Gangsters' jail terms ruled 'unduly lenient' and extended
The court of Appeal yesterday increased the prison sentences imposed on four senior members of a gang for drug and gun crime.
Lord Goldsmith QC, the Attorney General, had argued in a hearing before three judges in London that jail terms handed out to members of Manchester's Pitt Bull Crew were "unduly lenient".
Lord Justice Kennedy, Mr Justice McCombe and Mr Justice Crane agreed with the Attorney General in four of the nine cases theyreviewed. Although they agreed that sentences given in five further cases were lenient, they ruled they were not unduly lenient.
The Attorney General had asked the judges to increase the levels of nine sentences imposed at Preston Crown Court last year, ranging from between four and a half and nine years.
The sentences were for offences of conspiracy to possess firearms and ammunition with intent and conspiracy to supply controlled drugs.
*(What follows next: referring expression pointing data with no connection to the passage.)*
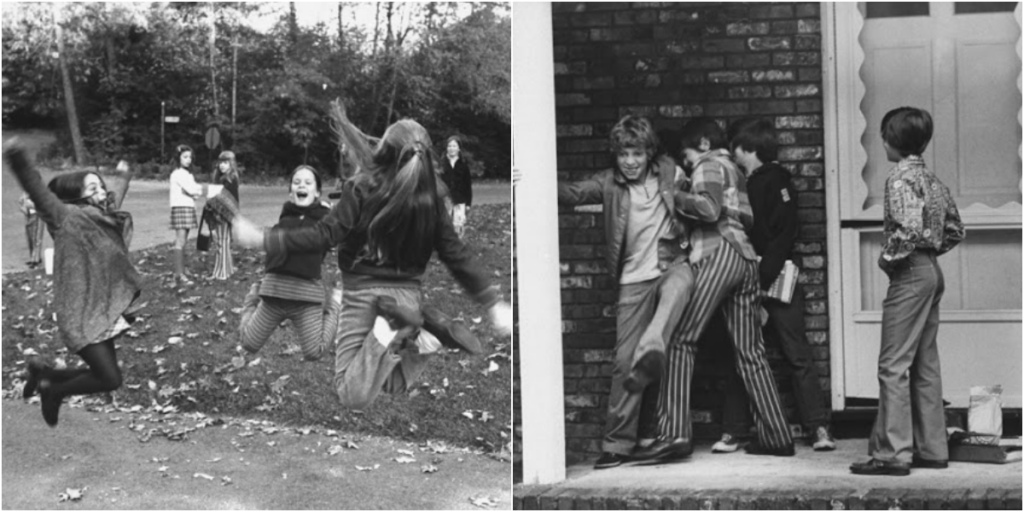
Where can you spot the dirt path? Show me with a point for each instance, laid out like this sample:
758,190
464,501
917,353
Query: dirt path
281,470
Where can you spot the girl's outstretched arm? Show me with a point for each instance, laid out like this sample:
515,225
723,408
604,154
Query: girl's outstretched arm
49,208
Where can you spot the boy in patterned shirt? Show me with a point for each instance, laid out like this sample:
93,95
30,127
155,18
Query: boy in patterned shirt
921,223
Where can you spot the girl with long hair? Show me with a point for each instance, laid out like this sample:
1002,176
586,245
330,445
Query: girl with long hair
386,225
95,285
224,173
292,288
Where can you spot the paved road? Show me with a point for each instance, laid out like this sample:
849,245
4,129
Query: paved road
283,470
147,203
At the Court of Appeal yesterday, Michael Gordon, 21, had his sentence of nine years' detention increased to 12 years; Mark Simons, 23, had a seven-and-a-half-year jail term increased to 12 years; Douglas Thorne, 26, had an eight-year sentence increased to 12 years and Moses Boakye, 22, had an eight-year sentence increased to 10 years.
The judges said that the sentences would have been higher, but the court had to consider the element of double jeopardy, when an offender faces sentencing twice.
The Pitt Bull Crew controlled the heroin, cocaine and cannabis market in the Longsight area of the city. Their leader, Thomas Pitt, was jailed for life in January last year.
Lord Goldsmith told the judges: "Much of the country has only recently become aware of the fact and horrors of escalating gun crime in this country ... The use of firearms, especially by gangs, has become a serious policing issue."